It works like this: you tick the boxes next to the apps you need and then download a custom installer. You run the installer and everything you’ve chosen will be installed at once, turning an hour-long agony into a 5-min job.
The second one is data science related as promised. If you’re using a weak computer (I’ll assume your CPU or GPU don’t allow you to create the deep learning algorithms that you’d like), you can use Google Colab. It’s just incredible – you open it in your browser, select the Python version you want to code in and then utilize Google servers for your deep learning efforts. The end. No need to install Anaconda, Python or whatever. Each time I don’t have my primary computer, I’d go for coding in Google Colab.
These are some really great tools, Iliya! Thank you for the insight! You say you’re a foodie. Do you have a favourite weird food combination?
That is correct, but what’s weird for Europeans may not be weird for Asians and vice versa. Food is never weird, unless it’s disgusting, haha.
Joke aside, while I love Italian and Asian cuisine, people at the office know that if I had to pick one dish, it would be: beef with rice and prunes.
Yes, that’s the one! You're also a skilled data science instructor. Off the top of your head, what are the top 3 common challenges most beginner data scientists must face and overcome in their day to day professional life?
First, in data science, there’s always something new. Yesterday I stumbled upon a paper from April 2019 called: “Exploring randomly wired neural networks for image recognition”. I felt compelled to get acquainted with the work on my phone at 1 AM. Funnily, my girlfriend approached me and asked: ‘What are you reading?’. I had to say with a bit of nerdy shame in my voice: ‘Well, about randomly wired neural networks’. She just walked away in silence.
Either way, I’ve worked with ResNets and DenseNets, where you wire NNs in unconventional ways, but still following some pattern when you wire them. However, the paper showed that if you wire the net randomly, you’d get competitive results to the best algorithms out there. The takeaway for me was that if random wiring works so well, focused wiring based on some conceptual ideas deserves a lot more attention. The takeaway for you is that data science and ML are quite new.
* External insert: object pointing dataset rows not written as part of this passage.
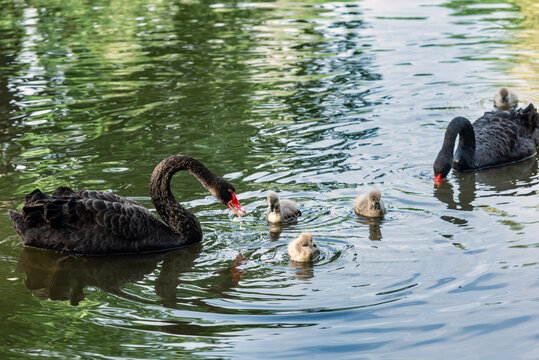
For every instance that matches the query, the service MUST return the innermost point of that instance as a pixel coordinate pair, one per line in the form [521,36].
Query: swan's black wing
[505,136]
[95,222]
[100,195]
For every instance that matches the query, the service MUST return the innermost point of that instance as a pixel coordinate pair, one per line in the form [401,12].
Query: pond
[319,101]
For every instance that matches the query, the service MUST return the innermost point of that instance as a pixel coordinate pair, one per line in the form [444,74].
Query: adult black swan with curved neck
[89,222]
[496,138]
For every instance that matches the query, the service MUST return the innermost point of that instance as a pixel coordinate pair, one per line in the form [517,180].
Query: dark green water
[318,101]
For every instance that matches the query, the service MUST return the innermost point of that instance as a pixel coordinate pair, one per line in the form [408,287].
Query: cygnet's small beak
[438,180]
[235,204]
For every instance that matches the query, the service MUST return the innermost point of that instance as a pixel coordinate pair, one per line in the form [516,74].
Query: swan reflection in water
[61,277]
[498,179]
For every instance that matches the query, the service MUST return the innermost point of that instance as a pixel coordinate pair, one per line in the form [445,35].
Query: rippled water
[316,100]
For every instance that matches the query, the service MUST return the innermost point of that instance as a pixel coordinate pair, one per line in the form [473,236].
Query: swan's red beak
[438,180]
[235,205]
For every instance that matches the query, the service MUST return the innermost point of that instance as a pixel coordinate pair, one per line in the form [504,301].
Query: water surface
[316,100]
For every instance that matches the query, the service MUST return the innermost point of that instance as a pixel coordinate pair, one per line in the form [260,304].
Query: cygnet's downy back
[281,210]
[303,248]
[505,99]
[370,204]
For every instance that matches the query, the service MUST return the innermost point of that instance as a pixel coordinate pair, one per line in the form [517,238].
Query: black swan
[496,138]
[281,210]
[505,99]
[89,222]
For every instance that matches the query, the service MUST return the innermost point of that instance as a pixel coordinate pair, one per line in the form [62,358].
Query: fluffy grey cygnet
[281,210]
[303,248]
[370,204]
[505,99]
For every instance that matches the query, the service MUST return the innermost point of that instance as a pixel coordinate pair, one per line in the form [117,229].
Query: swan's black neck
[179,219]
[464,155]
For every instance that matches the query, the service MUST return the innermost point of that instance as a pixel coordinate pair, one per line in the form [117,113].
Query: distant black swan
[496,138]
[90,222]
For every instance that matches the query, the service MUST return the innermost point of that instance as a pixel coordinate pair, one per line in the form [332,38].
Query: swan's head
[273,201]
[442,166]
[225,193]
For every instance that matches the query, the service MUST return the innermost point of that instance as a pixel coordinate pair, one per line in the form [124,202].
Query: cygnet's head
[505,99]
[273,200]
[374,199]
[303,248]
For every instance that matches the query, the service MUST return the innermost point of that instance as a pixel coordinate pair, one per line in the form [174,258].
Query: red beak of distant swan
[438,180]
[235,204]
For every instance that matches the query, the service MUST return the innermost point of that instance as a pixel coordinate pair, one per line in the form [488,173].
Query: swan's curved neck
[466,149]
[182,221]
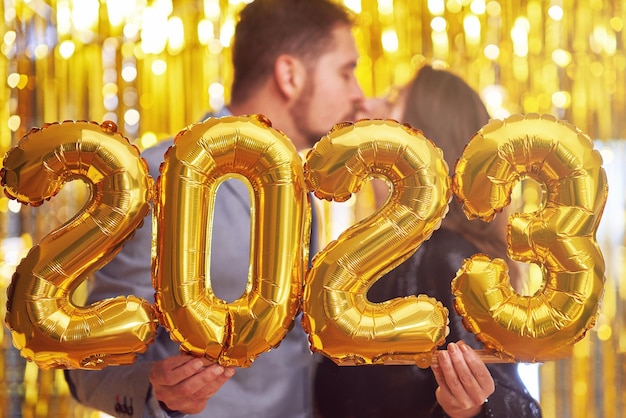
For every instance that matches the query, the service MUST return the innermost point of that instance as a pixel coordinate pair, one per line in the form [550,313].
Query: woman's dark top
[408,391]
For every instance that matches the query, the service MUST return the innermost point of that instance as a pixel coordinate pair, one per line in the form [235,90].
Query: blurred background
[156,66]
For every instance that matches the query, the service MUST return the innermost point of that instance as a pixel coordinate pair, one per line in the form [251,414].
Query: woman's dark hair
[449,112]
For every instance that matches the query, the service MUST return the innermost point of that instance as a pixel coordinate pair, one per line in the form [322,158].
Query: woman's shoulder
[447,242]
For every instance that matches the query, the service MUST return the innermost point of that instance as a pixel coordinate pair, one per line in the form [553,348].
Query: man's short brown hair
[270,28]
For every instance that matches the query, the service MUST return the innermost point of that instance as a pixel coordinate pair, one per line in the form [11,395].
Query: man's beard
[300,114]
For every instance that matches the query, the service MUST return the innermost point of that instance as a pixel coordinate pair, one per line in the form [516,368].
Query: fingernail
[197,364]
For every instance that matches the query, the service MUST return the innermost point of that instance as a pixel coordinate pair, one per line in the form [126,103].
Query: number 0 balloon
[201,158]
[560,237]
[46,326]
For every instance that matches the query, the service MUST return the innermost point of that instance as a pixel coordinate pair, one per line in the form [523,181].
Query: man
[293,62]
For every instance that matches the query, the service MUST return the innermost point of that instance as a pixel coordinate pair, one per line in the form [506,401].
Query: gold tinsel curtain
[155,66]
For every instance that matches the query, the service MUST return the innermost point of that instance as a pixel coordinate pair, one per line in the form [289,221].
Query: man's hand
[185,383]
[464,381]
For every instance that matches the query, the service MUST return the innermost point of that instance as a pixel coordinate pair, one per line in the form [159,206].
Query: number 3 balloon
[560,237]
[46,326]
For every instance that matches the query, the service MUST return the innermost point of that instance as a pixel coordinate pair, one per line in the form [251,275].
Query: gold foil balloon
[559,237]
[46,326]
[202,157]
[342,323]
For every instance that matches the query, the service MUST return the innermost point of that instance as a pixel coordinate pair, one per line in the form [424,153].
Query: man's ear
[290,74]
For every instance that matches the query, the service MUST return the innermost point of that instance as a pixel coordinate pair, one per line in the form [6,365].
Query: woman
[448,112]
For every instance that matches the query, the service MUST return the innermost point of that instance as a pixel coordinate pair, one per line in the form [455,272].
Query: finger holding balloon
[47,327]
[464,380]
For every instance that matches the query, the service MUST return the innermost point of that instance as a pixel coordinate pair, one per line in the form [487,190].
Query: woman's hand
[464,381]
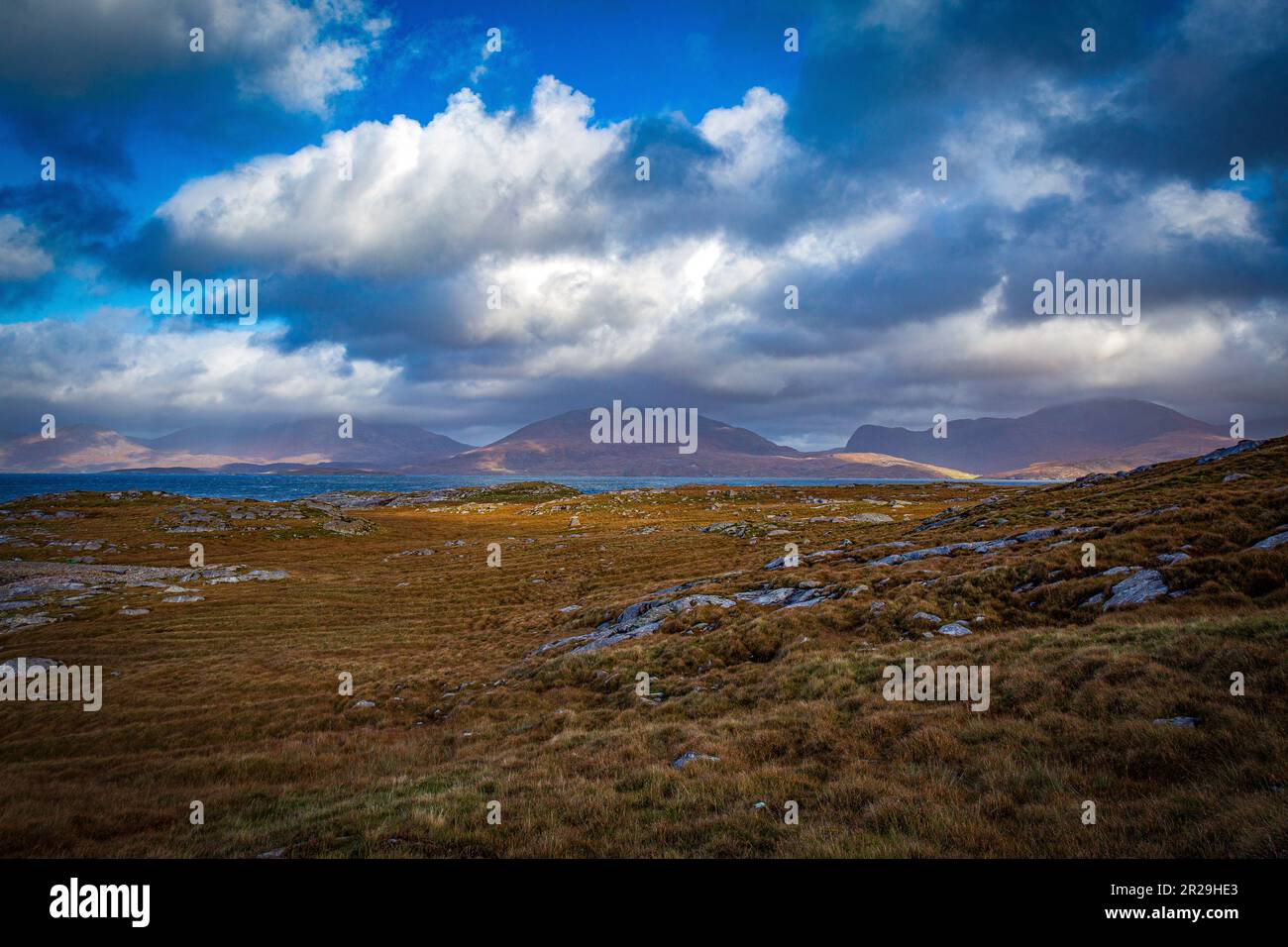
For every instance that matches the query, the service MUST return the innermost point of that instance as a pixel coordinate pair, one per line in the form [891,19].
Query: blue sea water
[292,487]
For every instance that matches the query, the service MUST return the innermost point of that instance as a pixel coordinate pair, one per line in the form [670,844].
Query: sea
[14,486]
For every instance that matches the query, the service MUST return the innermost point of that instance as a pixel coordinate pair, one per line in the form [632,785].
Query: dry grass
[233,699]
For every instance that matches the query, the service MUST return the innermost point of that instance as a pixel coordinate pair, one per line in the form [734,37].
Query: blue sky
[516,169]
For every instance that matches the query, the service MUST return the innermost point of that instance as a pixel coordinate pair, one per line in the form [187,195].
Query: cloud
[115,363]
[1179,210]
[21,257]
[297,55]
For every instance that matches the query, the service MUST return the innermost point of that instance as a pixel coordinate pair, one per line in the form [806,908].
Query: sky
[475,166]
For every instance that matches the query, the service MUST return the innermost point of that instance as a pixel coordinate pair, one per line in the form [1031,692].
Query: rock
[267,575]
[12,667]
[636,621]
[1273,541]
[687,758]
[1241,447]
[1142,586]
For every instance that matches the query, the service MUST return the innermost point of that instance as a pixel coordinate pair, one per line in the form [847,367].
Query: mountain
[1054,444]
[292,446]
[1102,434]
[395,447]
[76,447]
[562,445]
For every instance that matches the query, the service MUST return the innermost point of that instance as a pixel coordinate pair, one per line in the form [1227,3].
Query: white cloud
[423,197]
[1179,210]
[21,257]
[115,361]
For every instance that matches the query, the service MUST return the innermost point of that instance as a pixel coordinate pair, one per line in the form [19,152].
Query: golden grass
[233,701]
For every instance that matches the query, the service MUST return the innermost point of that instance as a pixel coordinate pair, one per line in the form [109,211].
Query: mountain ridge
[1056,442]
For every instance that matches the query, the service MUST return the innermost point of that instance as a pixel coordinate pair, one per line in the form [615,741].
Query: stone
[1273,541]
[1241,447]
[1141,586]
[1176,722]
[691,757]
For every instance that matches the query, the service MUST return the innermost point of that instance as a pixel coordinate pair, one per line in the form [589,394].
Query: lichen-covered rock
[1141,586]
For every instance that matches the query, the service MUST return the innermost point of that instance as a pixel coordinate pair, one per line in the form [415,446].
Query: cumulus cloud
[116,363]
[1180,210]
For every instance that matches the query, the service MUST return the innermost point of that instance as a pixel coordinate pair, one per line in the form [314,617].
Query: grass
[233,701]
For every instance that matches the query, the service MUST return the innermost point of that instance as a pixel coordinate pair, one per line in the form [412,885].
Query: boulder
[1141,586]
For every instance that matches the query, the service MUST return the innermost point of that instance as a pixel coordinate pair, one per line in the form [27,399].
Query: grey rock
[1273,541]
[691,757]
[1241,447]
[1142,586]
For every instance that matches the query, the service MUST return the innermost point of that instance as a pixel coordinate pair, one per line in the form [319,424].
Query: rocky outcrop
[1141,586]
[636,621]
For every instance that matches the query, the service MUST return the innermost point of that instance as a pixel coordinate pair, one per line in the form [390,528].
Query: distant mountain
[1052,444]
[397,447]
[562,445]
[1069,440]
[277,449]
[76,447]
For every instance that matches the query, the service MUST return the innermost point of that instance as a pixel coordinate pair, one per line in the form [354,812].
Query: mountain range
[1064,441]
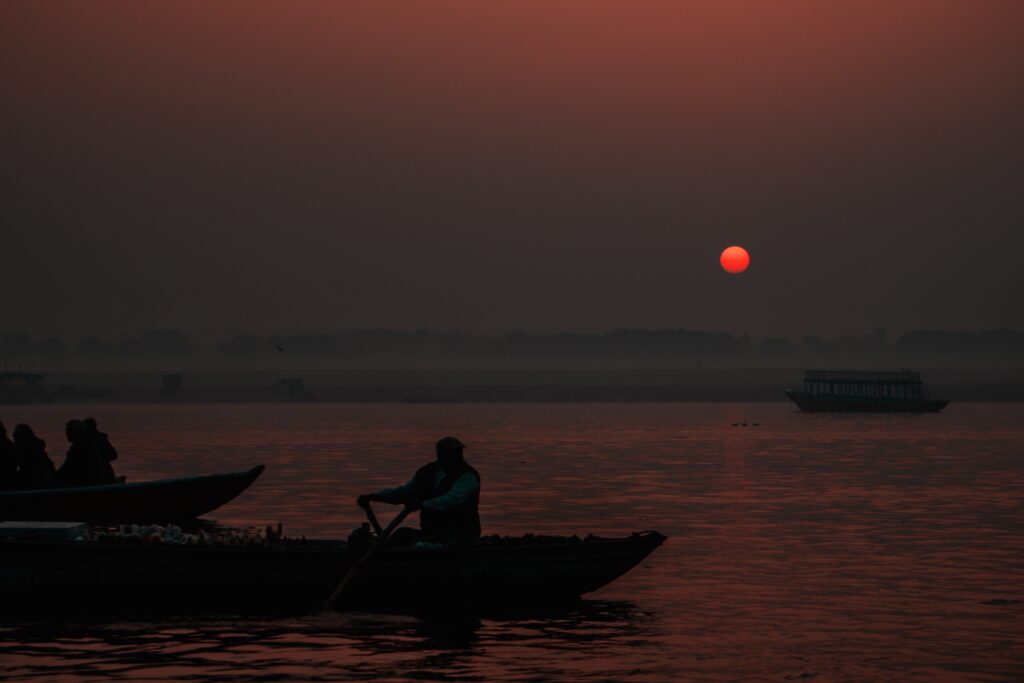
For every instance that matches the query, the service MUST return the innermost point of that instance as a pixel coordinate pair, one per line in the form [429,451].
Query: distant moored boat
[865,391]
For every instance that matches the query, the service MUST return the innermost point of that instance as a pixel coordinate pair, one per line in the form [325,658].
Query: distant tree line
[626,344]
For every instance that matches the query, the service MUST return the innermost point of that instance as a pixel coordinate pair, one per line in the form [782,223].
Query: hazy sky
[294,167]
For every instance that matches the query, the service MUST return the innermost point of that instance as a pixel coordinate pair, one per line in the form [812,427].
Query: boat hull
[161,501]
[121,580]
[810,403]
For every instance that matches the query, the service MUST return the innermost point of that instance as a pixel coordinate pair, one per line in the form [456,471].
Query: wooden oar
[369,555]
[373,520]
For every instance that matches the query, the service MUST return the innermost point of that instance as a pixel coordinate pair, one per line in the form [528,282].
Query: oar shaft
[354,569]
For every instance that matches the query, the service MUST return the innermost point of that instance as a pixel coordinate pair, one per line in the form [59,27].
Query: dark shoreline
[435,393]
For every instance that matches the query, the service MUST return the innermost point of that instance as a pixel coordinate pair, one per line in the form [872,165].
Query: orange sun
[734,259]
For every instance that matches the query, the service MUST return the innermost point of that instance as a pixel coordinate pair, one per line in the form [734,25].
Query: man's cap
[450,443]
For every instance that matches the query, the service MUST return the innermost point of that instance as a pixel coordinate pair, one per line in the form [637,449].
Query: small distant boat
[864,391]
[22,387]
[96,578]
[161,500]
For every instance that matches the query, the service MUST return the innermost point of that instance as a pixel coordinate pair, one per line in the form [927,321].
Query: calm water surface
[811,547]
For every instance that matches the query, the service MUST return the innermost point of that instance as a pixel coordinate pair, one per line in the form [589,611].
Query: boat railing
[903,384]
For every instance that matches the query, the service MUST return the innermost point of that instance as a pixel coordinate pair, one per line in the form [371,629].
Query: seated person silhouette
[83,466]
[35,469]
[446,492]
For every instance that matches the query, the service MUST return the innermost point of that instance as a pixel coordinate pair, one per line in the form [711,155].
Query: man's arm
[394,496]
[463,488]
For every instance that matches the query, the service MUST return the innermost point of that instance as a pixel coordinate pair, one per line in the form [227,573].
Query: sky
[481,167]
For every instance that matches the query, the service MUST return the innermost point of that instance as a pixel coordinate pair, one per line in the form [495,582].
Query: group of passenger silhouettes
[25,465]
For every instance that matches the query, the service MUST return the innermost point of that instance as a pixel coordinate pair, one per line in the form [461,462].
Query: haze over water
[810,547]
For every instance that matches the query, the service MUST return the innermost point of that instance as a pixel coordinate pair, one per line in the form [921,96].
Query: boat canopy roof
[902,375]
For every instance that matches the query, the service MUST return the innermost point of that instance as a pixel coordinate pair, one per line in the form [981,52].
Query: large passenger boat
[865,391]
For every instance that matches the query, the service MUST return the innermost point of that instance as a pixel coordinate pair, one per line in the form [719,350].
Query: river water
[820,548]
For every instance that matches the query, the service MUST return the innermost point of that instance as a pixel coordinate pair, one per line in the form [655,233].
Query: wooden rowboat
[93,578]
[162,500]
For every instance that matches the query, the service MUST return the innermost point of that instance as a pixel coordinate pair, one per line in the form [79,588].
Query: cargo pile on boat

The industry is always changing and so should you.
The industry is always changing and so should you.
Second, you must be comfortable with at least one programming language. There are great drag-and-drop tools, but don’t be fooled. There’s nothing better for data science (as of today) than an open source high-level programming language like Python or R. In fact, they aren't too hard to learn. What's important is to have a programming mindset. I acquired mine from C++. So, if you want to get into data science, make sure you devote enough time to coding.
Finally, you have to practice. You just learned a new model or technique? Take a dataset you already know very well and have worked on and see how you can apply your new knowledge to it.
One of the best examples I remember was a trainee who just graduated from college and was just getting acquainted with PowerBI (not a new ‘model’, but a new tool). To get familiar with the software during his training, he loaded the data from his college dissertation – a dataset he had been working on for months and knew inside and out. He knew how the graphs should look and what types of computational fields he used to create. The only novelty in the process was the tool – PowerBI. I think that’s the proper approach to learning new skills – you have to isolate the novelty, turning the problem into ‘all else equal’ or ‘ceteris paribus’ as we like to say in data science.